Osteotomies of the proximal phalanx or first metatarsal are employed in certain cases to decompress the joint or alter the biomechanical alignment. The Moberg osteotomy, a closing wedge osteotomy of the proximal phalanx, is useful in patients who have adequate plantar flexion but limited dorsiflexion, as it effectively shifts the arc of motion into a more functional range. These procedures are typically combined with cheilectomy in moderate-severity disease.
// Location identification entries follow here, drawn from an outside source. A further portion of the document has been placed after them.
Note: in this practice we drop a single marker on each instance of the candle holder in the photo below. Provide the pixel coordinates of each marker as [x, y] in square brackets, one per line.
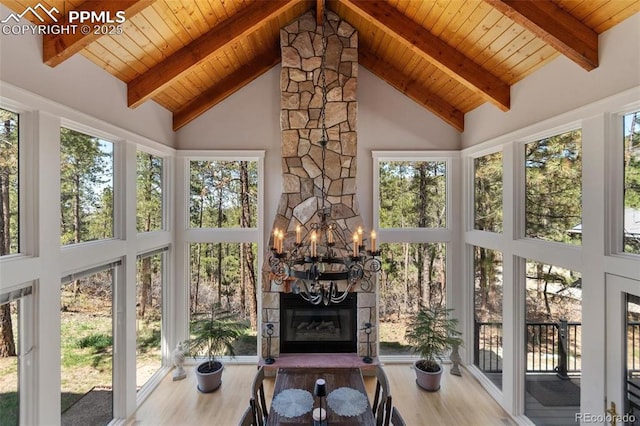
[368, 328]
[320, 414]
[269, 359]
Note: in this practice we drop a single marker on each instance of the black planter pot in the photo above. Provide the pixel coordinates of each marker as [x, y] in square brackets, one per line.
[209, 376]
[428, 380]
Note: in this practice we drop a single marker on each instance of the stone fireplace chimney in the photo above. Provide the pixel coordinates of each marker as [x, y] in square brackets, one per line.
[300, 120]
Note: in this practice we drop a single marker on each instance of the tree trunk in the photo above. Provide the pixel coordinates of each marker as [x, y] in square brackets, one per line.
[7, 341]
[145, 289]
[219, 258]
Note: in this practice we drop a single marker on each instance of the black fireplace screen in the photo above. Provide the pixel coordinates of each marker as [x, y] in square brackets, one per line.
[306, 328]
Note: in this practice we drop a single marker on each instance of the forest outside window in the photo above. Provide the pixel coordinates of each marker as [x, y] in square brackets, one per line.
[631, 233]
[223, 194]
[225, 275]
[149, 315]
[488, 299]
[9, 204]
[553, 188]
[488, 192]
[412, 194]
[86, 187]
[149, 192]
[413, 275]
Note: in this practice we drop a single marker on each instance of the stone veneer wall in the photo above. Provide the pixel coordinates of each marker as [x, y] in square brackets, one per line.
[301, 105]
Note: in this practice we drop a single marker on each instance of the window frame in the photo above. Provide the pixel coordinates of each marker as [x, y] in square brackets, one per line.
[471, 210]
[165, 209]
[615, 179]
[118, 179]
[519, 199]
[415, 235]
[27, 150]
[185, 235]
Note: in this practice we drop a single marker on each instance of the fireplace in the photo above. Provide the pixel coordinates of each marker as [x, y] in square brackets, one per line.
[307, 328]
[300, 200]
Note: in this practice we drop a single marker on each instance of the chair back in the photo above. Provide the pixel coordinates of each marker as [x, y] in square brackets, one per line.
[247, 417]
[382, 399]
[396, 418]
[258, 400]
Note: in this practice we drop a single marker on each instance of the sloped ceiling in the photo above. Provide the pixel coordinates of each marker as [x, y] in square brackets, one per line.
[449, 56]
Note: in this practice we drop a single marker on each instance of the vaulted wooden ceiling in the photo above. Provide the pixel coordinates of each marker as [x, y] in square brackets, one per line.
[450, 56]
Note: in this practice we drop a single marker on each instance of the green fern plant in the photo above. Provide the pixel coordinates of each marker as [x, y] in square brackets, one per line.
[214, 333]
[432, 333]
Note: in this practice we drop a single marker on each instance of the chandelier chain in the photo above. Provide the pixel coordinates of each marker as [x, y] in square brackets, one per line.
[324, 139]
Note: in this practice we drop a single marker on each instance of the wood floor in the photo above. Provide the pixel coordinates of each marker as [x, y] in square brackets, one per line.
[460, 401]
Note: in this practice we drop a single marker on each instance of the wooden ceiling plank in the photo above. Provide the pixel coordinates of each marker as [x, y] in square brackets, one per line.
[394, 77]
[176, 29]
[451, 61]
[56, 48]
[151, 82]
[232, 83]
[558, 28]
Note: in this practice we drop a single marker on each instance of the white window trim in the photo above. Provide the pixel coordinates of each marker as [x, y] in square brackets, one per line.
[415, 234]
[186, 235]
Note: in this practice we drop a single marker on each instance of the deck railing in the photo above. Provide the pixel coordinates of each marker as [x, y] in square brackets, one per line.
[633, 349]
[551, 347]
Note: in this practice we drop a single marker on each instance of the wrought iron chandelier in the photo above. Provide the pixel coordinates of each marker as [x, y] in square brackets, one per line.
[322, 265]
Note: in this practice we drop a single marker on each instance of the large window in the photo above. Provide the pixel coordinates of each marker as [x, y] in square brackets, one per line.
[412, 209]
[86, 316]
[413, 194]
[488, 192]
[225, 274]
[86, 187]
[9, 150]
[149, 316]
[413, 274]
[149, 192]
[488, 313]
[9, 371]
[553, 173]
[223, 194]
[632, 183]
[553, 336]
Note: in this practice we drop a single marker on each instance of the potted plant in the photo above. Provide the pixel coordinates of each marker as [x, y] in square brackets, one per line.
[432, 333]
[212, 335]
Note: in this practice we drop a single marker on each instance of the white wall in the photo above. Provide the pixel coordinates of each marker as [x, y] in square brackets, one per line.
[250, 119]
[80, 84]
[562, 85]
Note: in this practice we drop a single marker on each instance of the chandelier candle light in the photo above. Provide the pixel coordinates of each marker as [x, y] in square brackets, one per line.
[323, 265]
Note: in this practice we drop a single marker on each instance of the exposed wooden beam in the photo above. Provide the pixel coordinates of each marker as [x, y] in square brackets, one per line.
[231, 84]
[319, 12]
[434, 50]
[57, 48]
[556, 27]
[412, 89]
[164, 73]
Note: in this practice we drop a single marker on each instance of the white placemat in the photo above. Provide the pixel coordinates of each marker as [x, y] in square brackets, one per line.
[347, 401]
[293, 402]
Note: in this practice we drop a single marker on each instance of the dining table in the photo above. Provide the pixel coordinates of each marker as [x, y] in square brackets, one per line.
[346, 401]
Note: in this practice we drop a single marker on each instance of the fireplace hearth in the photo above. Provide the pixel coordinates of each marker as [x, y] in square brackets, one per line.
[306, 328]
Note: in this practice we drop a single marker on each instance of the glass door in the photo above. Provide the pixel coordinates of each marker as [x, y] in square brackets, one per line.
[623, 350]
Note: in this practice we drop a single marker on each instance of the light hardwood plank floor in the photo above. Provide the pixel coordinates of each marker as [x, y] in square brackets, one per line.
[460, 401]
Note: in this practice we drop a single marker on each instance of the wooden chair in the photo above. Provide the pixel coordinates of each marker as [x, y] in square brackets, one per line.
[396, 418]
[382, 399]
[247, 417]
[258, 400]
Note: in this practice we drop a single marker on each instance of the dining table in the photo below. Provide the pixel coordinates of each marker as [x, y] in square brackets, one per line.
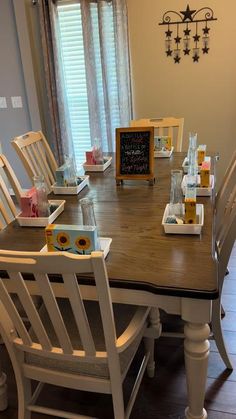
[173, 272]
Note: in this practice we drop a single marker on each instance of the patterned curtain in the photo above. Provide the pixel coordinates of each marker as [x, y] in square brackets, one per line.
[60, 121]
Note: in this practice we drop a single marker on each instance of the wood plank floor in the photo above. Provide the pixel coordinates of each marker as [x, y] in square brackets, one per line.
[164, 396]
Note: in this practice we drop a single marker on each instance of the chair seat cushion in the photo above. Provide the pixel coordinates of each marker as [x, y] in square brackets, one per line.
[122, 314]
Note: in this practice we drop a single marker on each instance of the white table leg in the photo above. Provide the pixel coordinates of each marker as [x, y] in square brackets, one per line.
[153, 332]
[196, 349]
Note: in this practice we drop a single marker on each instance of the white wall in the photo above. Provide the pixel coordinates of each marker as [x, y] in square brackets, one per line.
[204, 93]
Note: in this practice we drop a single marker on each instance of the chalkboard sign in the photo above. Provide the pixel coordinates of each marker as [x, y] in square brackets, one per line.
[134, 153]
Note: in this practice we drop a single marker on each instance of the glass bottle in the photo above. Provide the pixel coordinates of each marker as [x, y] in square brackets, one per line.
[192, 160]
[72, 177]
[88, 216]
[41, 193]
[176, 197]
[192, 143]
[97, 151]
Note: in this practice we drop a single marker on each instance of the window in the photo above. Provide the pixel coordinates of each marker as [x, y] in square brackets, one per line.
[74, 69]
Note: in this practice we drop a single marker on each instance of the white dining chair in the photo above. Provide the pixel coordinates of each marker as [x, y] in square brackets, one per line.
[73, 343]
[170, 126]
[8, 179]
[224, 239]
[36, 156]
[225, 231]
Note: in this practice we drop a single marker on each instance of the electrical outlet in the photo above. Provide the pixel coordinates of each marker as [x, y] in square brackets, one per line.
[3, 102]
[16, 101]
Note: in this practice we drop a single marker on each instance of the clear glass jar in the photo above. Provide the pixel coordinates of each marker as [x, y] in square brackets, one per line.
[97, 151]
[72, 177]
[176, 196]
[88, 216]
[41, 193]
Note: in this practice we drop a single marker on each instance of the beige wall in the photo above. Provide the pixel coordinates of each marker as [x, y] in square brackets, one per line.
[204, 93]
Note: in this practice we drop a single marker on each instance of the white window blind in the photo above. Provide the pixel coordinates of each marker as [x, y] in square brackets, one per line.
[72, 53]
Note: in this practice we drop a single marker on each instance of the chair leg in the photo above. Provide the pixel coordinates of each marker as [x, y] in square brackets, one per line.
[222, 311]
[218, 334]
[149, 347]
[118, 404]
[24, 396]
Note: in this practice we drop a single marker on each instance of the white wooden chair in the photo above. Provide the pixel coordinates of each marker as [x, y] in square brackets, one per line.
[225, 236]
[172, 127]
[224, 191]
[225, 215]
[8, 210]
[36, 156]
[73, 343]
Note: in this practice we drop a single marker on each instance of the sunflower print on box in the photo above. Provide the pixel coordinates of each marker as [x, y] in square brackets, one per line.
[71, 238]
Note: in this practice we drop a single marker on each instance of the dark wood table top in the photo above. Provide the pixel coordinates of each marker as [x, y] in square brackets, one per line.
[141, 256]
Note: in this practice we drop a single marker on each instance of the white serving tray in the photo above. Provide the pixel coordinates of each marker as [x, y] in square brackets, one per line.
[183, 228]
[70, 190]
[199, 190]
[98, 167]
[161, 154]
[185, 167]
[104, 241]
[42, 221]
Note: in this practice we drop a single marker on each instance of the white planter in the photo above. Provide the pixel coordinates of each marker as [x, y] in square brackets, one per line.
[183, 228]
[42, 221]
[98, 167]
[70, 190]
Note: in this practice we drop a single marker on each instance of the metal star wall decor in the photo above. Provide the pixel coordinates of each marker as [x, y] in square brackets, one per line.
[195, 35]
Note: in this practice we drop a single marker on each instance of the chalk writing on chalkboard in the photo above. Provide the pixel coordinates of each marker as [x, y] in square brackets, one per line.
[134, 153]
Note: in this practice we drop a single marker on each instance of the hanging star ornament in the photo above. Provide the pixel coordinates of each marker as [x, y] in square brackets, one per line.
[177, 39]
[206, 30]
[177, 59]
[186, 51]
[196, 37]
[205, 50]
[168, 52]
[187, 31]
[187, 14]
[168, 33]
Arthrodesis, or fusion of the first MTP joint, is considered the gold standard surgical treatment for advanced hallux rigidus (Grade 3 and 4). While it eliminates motion at the joint, it reliably abolishes pain and restores the ability to walk comfortably. The joint is fused in a position of approximately 10–15 degrees of dorsiflexion and 15–20 degrees of valgus relative to the first metatarsal, which allows normal footwear use and gait. Patient satisfaction rates following arthrodesis are high, and long-term studies have demonstrated durable outcomes. The trade-off is the permanent loss of joint motion, which may limit certain activities and accelerate adjacent joint degeneration over time.
Arthroplasty, or joint replacement, remains controversial in the first MTP joint. Total joint replacements using synthetic implants have been developed in an attempt to preserve motion while eliminating pain. However, long-term outcomes have been inconsistent, with concerns about implant loosening, subsidence, and the technical difficulty of revision surgery. Most foot and ankle surgeons reserve arthroplasty for older, low-demand patients and continue to prefer arthrodesis for reliable long-term results.
The treatment of hallux rigidus requires a tailored, stage-dependent approach. Conservative measures, including footwear modification, orthotics, anti-inflammatory medication, and physiotherapy, form the cornerstone of early management and can provide significant symptom relief for many patients. When surgery becomes necessary, the choice between joint-preserving and joint-sacrificing procedures must be made with careful consideration of disease severity, patient expectations, and lifestyle demands. Cheilectomy offers excellent results in mild-to-moderate disease, while arthrodesis remains the most reliable option for advanced cases. As research continues and implant technology improves, the role of joint replacement may expand, but for now, the principles of evidence-based, individualised care remain the foundation of effective hallux rigidus management.